With repeated use, the tendons and surrounding connective tissue starts to thicken. Sometimes the tissue becomes so dense, it is five times the normal size. There isn't so much of a problem with inflammation in de Quervain's as there is with degeneration of the tissue.

The condition is diagnosed based on symptoms and exam. The surgeon conducts several tests specific to de Quervain's. One of those tests is the Finkelstein test. The examiner grasps the patient's thumb and quickly moves the wrist and hand toward the little finger. Reproducing the pain with this motion is considered a positive test for de Quervain's.

Patients with arthritis may have a positive Finkelstein test, too. There are several other tests that may be better for diagnosing de Quervain's. One is the Eichoff maneuver. It is similar to Finkelstein’s. First, the patient's thumb is placed inside the fist. Then the patient bends the fist toward the little finger.

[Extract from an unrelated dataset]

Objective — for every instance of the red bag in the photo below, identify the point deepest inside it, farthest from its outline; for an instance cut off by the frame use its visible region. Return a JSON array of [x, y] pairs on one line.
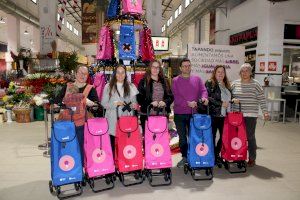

Treatment is reviewed starting with nonsurgical intervention. Rest, splinting, and antiinflammatory drugs or steroid injections are tried first. Specific details of each treatment modality are presented.

Surgery to release the tissue along the top of the dorsal compartment may be needed. This takes the pressure off the tendons. The surgeon must be careful to avoid cutting the radial sensory nerve located in the same area.

Surgery can be a challenge because the anatomy of the dorsal compartment is different from patient to patient. The authors provide a detailed step-by-step description of their preferred technique.

Results from surgical release of de Quervain disease are excellent. Complications may occur in a small number of patients. These include persistent pain, scarring, or neuritis. A second surgery may be needed to address these problems.



References: Asif Ilyas, MD, et al. de Quervain Tenosynovitis of the Wrist. In Journal of the American Academy of Orthopaedic Surgeons. December 2007. Vol. 15. No. 12. Pp. 757-764.